Nella nota stampa, a firma del presidente di Bassano Accessibile Massimiliano Garlini, il progetto degli “ascensori obliqui” in Prato S. Caterina non viene accolto con favore, ma sonoramente bocciato per le motivazioni e preoccupazioni che vengono spiegate nel comunicato stesso.
Nello stesso testo, inoltre, l’associazione prende le distanze anche dal progetto di ristrutturazione del parco giochi di Ca’ Baroncello che non prevede, come segnalato dalle minoranze consiliari nella conferenza stampa di venerdì scorso, l’inserimento di giostrine inclusive.
Bassano Accessibile allarga il tiro sul problema dell’accessibilità nell’intera area del parco e conclude puntando il dito sul mancato dialogo con l’amministrazione comunale in merito alla realizzazione degli interventi del PEBA, il Piano per l’Eliminazione delle Barriere Architettoniche.
COMUNICATO
Alcune considerazioni di Bassano Accessibile su progetti del Comune di Bassano
Progetto Doppio ascensore Prato S. Caterina
Rispetto al progetto degli ascensori obliqui in Prato S. Caterina, Bassano Accessibile si chiede se una spesa così importante sia giustificata: ad oggi i parcheggi in prato Santa Caterina sono quasi sempre tutti occupati compresi i posti riservati alle persone con disabilità, il parcheggio è usato soprattutto per i lavoratori del centro essendo l’unico gratuito; non comprendiamo quindi per chi verrebbe fatto.
Una soluzione a nostro avviso sarebbe quella di aumentare i posti macchina riservati in centro e più controlli dei vigili e ausiliari per chi parcheggia senza contrassegno, con contrassegno scaduto o senza la persona titolare del contrassegno al seguito (caso più frequente e raramente soggetto a controllo). Questa soluzione è praticamente a costo zero. In alternativa si può pensare ad un minibus con piattaforma per carrozzine che porta direttamente in viale dei Martiri le persone con necessita. Al museo civico la piattaforma elevatrice ha sempre avuto problemi ed ancora oggi non è utilizzabile e spesso non funziona neanche l’ascensore della stazione.
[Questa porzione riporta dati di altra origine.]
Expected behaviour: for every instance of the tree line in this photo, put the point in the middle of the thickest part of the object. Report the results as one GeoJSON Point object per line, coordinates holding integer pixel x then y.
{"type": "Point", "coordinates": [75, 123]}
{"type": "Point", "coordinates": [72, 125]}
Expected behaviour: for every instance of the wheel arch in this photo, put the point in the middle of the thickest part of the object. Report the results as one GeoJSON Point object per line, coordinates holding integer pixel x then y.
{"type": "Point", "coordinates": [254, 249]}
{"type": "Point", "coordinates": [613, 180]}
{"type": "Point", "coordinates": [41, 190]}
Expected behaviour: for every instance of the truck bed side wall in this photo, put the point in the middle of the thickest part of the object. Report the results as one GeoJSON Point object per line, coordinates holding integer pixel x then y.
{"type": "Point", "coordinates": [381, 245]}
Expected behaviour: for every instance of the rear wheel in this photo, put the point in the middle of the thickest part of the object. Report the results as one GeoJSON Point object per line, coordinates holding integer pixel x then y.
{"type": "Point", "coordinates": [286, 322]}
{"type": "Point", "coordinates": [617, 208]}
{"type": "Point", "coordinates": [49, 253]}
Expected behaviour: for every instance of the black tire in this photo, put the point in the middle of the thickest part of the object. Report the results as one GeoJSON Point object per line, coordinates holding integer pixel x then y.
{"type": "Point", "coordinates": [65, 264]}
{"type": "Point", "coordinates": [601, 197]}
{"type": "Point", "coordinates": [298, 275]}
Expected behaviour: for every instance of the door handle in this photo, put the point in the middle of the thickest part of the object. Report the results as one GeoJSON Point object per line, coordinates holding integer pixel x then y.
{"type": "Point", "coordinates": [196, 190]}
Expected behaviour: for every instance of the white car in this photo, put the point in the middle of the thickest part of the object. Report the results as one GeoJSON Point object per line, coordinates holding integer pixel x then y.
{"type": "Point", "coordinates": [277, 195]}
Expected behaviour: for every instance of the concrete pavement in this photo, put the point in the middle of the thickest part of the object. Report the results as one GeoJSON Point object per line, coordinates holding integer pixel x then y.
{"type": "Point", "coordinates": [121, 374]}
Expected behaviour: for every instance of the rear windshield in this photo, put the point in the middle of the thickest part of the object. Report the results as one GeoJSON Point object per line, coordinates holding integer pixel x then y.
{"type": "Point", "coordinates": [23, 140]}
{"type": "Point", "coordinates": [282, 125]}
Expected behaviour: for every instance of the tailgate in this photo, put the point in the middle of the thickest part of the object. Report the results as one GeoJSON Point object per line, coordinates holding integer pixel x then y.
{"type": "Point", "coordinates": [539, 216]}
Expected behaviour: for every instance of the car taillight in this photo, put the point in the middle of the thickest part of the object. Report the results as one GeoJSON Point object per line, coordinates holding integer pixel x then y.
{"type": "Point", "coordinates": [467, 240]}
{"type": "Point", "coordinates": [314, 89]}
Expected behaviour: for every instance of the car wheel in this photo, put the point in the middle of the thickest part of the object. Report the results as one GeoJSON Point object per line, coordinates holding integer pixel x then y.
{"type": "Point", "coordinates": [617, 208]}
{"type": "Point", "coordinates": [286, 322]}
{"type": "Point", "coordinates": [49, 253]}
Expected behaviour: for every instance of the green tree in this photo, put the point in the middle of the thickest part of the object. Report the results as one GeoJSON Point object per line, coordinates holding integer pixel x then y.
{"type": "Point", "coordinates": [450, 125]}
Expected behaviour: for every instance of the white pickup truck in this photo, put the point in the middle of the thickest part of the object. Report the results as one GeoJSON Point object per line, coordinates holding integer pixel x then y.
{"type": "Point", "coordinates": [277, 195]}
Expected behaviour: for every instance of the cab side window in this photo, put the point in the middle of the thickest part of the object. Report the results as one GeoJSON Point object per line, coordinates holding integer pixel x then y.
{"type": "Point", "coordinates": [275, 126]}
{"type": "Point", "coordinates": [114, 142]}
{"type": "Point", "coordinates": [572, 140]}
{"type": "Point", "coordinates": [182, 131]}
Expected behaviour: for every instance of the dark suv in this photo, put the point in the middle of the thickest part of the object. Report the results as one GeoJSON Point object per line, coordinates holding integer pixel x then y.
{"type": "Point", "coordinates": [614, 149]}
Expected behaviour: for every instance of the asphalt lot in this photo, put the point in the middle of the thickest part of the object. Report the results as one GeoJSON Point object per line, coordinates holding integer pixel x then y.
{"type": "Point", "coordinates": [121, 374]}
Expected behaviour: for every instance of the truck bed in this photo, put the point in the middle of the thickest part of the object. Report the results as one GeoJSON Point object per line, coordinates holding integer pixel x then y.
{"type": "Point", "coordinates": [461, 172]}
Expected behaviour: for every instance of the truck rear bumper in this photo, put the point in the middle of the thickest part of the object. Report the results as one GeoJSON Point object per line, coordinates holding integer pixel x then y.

La nostra preoccupazione è che anche questo nuovo ascensore non sia adeguato alla necessità, sia spesso fuori uso con costi di manutenzione molto elevati. Inoltre ricordiamo che in estate il problema del soleggiamento può creare ulteriori disagi. In ogni caso questo tipo di opera visto l’impegno di risorse e la localizzazione prevista, riteniamo richieda un adeguato coinvolgimento dei cittadini e dei possibili fruitori tramite un percorso di partecipazione e confronto perché non risulti una “cattedrale nel deserto” come l’ovovia sul ponte di Calatrava a Venezia, con ingenti costi di costruzione e di demolizione.
Ristrutturazione Parco Ca’ Baroncello
Il problema nel creare parchi gioco accessibili non è solo l’istallazione di giostre che siano utilizzabili da persone con disabilità motorie e non solo, ma soprattutto di dare a tutti la possibilità di poter accedere e usufruire del parco. Questo va fatto con le pavimentazioni adeguate, bisogna che le fontane siano accessibili, le panchine con aree di sosta siano fruibili anche per le persone in carrozzina, che i bagni siano per disabili e accessibili.
L’istallazione della sola giostra inclusiva non rende un parco tale, un esempio è la giostra installata ai Giardini Parolini dove non c’è modo di accedere con le carrozzine.
Nell’ultimo anno Bassano Accessibile, nonostante più richieste, non ha avuto incontri con l’Amministrazione Comunale, cosa che era avvenuta l’anno precedente anche con progetti interessanti rispetto all’abbattimento delle barriere architettoniche.
Non abbiamo avuto nessun riscontro rispetto alla realizzazione delle opere collegate al PEBA per il quale Bassano Accessibile chiede quanti soldi siano stati messi a bilancio di previsione nel 2022, ricordando anche che ogni Comune deve destinare una quota non inferiore al 10% degli oneri di urbanizzazione ai fini dell’abbattimento delle barriere architettoniche (art.15 LR 6/1989).